House debates

Tuesday, 11 February 2020

Adjournment

Bushfires, Community Sport Infrastructure Program

7:49 pm

Photo of Jason ClareJason Clare (Blaxland, Australian Labor Party, Shadow Minister for Regional Services, Territories and Local Government) Share this | | Hansard source

In politics we talk a lot about the pub test. What would the average bloke or woman in the pub think about what we do here? If you're fair dinkum you normally pass; if you're full of it, you'll probably fail. Here is a pub test. There's a pub in Nelligen, about 130-odd kilometres away from here in Canberra. It's called the Steampacket Hotel. It's Paul Parker's local watering hole. Paul Parker is the bloke who became famous a couple of weeks ago when he drove his RFS truck up to the media and gave the Prime Minister both barrels. I can't repeat what he said to the TV camera, but I think you'll probably remember the footage.

I tell this story because last week a mate of mine went to the Steampacket Hotel and heard something interesting. The bloke behind the bar told him people have been coming in over the last few weeks and putting money on the bar for Paul. People have been ringing in as well from as far away as Queensland, putting money on the tab for Paul Parker. He's not going to have to pay for a beer again at the Steampacket Hotel for a long, long time. If that's not the ultimate pub test, then I don't know what is.

This government has a serious problem of its own making. People are angry. They're angry that the Prime Minister went missing in the teeth of the bushfire crisis. They're angry that when he came back he gave excuses and said that he didn't hold a hose. A bloke said to me the other day, 'Winston Churchill didn't fly Spitfires in the Battle of Britain, but didn't go skiing in Switzerland either.' They're angry that it's taken the government so long to help.

You didn't have to be Nostrodamus to know that this was potentially getting to be a black summer. Until the rains of a few days ago, most of the country has been bone dry. Parts of Australia haven't had rain in years. Add extreme heat and extreme wind and you can get what we've had over the last few weeks and over the last few months. What's worse, experts warned us that this was possible and gave us advice about what we should do. Four years ago the National Aerial Firefighting Centre wrote a submission to this parliament calling on the government to create a national water bombing fleet. It was rejected by the government. In April last year 23 former firefighters asked to meet with the PM. They asked the parliament to set up an inquiry to see if we had all the resources we needed across the country for the bushfires. Both of those were rejected. In November we wrote to the Prime Minister asking him to convene COAG, a meeting with premiers, to do essentially the same thing: to see that we had enough resources to fight the fires that were already under way. That was rejected too. We got a letter back saying it wasn't necessary. Just imagine how different things might have been if the Prime Minister had agreed to any of those requests. No wonder people are angry. They feel abandoned, and abandonment takes a long time to forgive.

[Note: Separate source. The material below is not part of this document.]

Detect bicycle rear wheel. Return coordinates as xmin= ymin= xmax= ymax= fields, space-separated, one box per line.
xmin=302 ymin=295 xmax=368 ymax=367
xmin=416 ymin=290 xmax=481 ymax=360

On top of that, while the fires are still burning, we find out about sports rorts. Just imagine for a second if you needed a heart transplant and you were at the top of the list and a heart becomes available, and you find out you don't get the heart—somebody else further down on the list got it because of political interference. If that happened it would be a scandal. The same sort of thing has happened here. Mums and dads have put in applications. They're the ones that run sporting clubs as volunteers. They were independently assessed and ranked. Then the government ripped them up and allocated money not to the best projects, but to projects in marginal seats. Seventy-three per cent of the projects they funded weren't recommended by the independent assessor. Bronwyn Bishop lost her job for a $5,000 helicopter ride to a Liberal Party fundraiser. This is $100 million of taxpayers' money used like this. You can only imagine what the people at the Steampacket Hotel, or any other pub in Australia, think about that.

The worst part of this is that not one person in the government has had the honesty or decency to even admit that anything wrong has been done here. That's treating people with contempt. Worse than that, it's treating people like idiots, and that's dangerous. The Prime Minister is right when he says there are lots of quiet Australians. They don't tweet and they don't go to protests. But they run soccer clubs, they run netball clubs and footy clubs, and after everything that they've seen over the last few weeks, I reckon they're saying very, very quietly under their breath the same thing that Paul Parker yelled to that TV camera a couple of weeks ago.